The vmstat command is useful for reporting statistics about virtual memory. The vmstat command is located in /usr/bin, is part of the bos.acct fileset and is installable from the AIX base installation media.
The vmstat command summarizes the total active virtual memory used by all of the processes in the system, as well as the number of real-memory page frames on the free list. Active virtual memory is defined as the number of virtual-memory working segment pages that have actually been touched. This number can be larger than the number of real page frames in the machine, because some of the active virtual-memory pages may have been written out to paging space.
Syntax:
# vmstat [ -fsviItlw ] [Drives] [ Interval [Count] ]
Useful combinations of the vmstat command
- vmstat or vmstat Interval Count
- vmstat -v
The vmstat command gives data on virtual memory activity to standard output. The first line of data is an average since the last system reboot. In Example below you can see a summary of the virtual memory activity since the last system startup.
# vmstat System configuration: lcpu=4 mem=7168MB ent=0 kthr memory page faults cpu ----- ----------- ------------------------ ------------ ------------------------- r b avm fre re pi po fr sr cy in sy cs us sy id wa pc ec 1 1 148162 1649286 0 0 0 0 0 0 0 29121 133 0 0 99 0 0.00 0.2
When determining if a system might be short on memory or if some memory tuning needs to be done, run the vmstat command over a set interval and examine the pi and po columns on the resulting report. These columns indicate the number of paging space page-ins per second and the number of paging space page-outs per second. If the values are constantly non-zero, there might be a memory bottleneck. Having occasional non-zero values is not a concern because paging is the main principle of virtual memory.
To use the vmstat command, specifying Interval and Count, you would input the interval for the update period in seconds, and the Count should represent the number of iterations to be performed. The first report contains statistics since the system startup. Each report after that contains data collected during the interval time period.
vmstat – CPU/RAM
Here are common examples to view the CPU/RAM usage on a AIX system.
- vmstat -t 5 3 shows 3 statistics in 5 seconds interval (-t: it will show timestamps as well)
- vmstat -l 5 it will show large pages as well (alp:active large page, flp: free large page)
- vmstat -s displays the count of various events (paging in and paging out events)
- vmstat hdisk0 2 5 displays 5 summaries for hdisk0 at 2 seconds interval
# vmstat -Iwt 2 (it is what IBM-ers are using) kthr memory page faults cpu time ----------- --------------------- ------------------------------------ ------------------ ----------------------- -------- r b p avm fre fi fo pi po fr sr in sy cs us sy id wa pc ec hr mi se 0 0 0 1667011 35713 0 0 0 0 0 0 16 488 250 0 0 99 0 0.01 0.3 11:38:56 0 0 0 1667012 35712 0 0 0 0 0 0 16 102 236 0 0 99 0 0.01 0.1 11:38:58 1 0 0 1664233 38490 0 1 0 0 0 0 12 218 245 0 0 99 0 0.01 0.3 11:39:00 0 0 0 1664207 38515 0 15 0 0 0 0 164 5150 450 1 3 96 0 0.20 4.9 11:39:02
kthr: kernel threads
- r: threads placed in run queue (runnable threads) or are already ecexuting (running)

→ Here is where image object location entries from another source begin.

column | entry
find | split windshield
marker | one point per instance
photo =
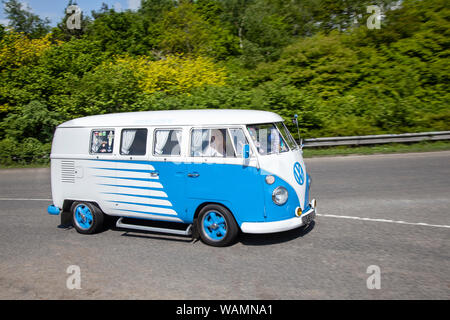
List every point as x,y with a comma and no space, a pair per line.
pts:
270,138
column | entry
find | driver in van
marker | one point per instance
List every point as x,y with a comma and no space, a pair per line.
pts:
212,149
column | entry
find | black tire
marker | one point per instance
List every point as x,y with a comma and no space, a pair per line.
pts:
87,218
216,226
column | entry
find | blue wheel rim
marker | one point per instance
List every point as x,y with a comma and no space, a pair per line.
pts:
214,225
83,217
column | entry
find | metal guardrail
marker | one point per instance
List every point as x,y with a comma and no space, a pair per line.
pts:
376,139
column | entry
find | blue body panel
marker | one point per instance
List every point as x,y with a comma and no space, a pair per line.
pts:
242,189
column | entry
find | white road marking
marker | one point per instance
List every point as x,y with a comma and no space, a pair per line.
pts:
23,199
384,220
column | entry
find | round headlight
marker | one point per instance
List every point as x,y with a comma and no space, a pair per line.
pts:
279,196
270,179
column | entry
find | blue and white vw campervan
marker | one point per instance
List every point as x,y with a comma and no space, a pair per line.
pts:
206,172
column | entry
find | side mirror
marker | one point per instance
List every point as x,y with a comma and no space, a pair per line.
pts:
246,151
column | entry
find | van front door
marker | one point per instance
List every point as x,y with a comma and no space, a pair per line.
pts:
217,173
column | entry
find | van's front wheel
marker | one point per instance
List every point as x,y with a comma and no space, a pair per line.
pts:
87,218
217,226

- b: threads placed in virtual memory waiting queue (b=blocked queue,waiting for resource (e.g. filesystem I/O blocked, inode lock))
(kernel threads blocking on blocked io, it is an indication of io workload and if we have inode lock contetion.)
If runnable threads (r) divided by the number of CPU is greater than one -> possible CPU bottleneck.
(The (r) coulmn should be compared with number of CPUs (logical CPUs as in uptime) if we have enough CPUs or we have more threads.)
High numbers in the blocked processes column (b) indicates slow disks.
(r) should always be higher than (b); if it is not, it usually means you have a CPU bottleneck
an example:
lcpu=2, r=18 (18/2=9), so 8 threads are waiting. But you have to compare this number with the nature of the work is being done. (These processes are holding onto a CPU for a long time or they are using the CPU (running) for a very little time then they get load off from there.) If a queue can be emptied fast then 8 may not be a problem.
memory
avm: The amount of active virtual memory (in 4k pages) you are using, not including file pages.
Active virtual memory is defined as the number of virtual-memory working segment pages that have actually been touched.
from Earl Jew:
Active Virtual Memory is computational memory which is active. AVM does not include any file buffer cache at all. AVM is your computational memory percent that you see listed under topas. AVM includes the active pages out on the paging space. It is possible you have computational memory or virtual memory which was not recently active and it would not be in this caclulation.”
“Over memory commitment would be a situation where AVM would be greater that the installed RAM. It is good to keep AVM at or less than 80%.”
(non computational memory is your file buffer cache)
fre: The size of your memory free list.
We don’t worry when fre is small, as AIX loves using every last drop of memory and does not return it as fast as you might like. This setting is determined by the minfree parameter of the vmo command.
page
fr and sr ratio can show how much pages we had to scan to free up that amount. (if we scanned 1000 and freed 999 those memory pages were not in use recently, it is an indicator)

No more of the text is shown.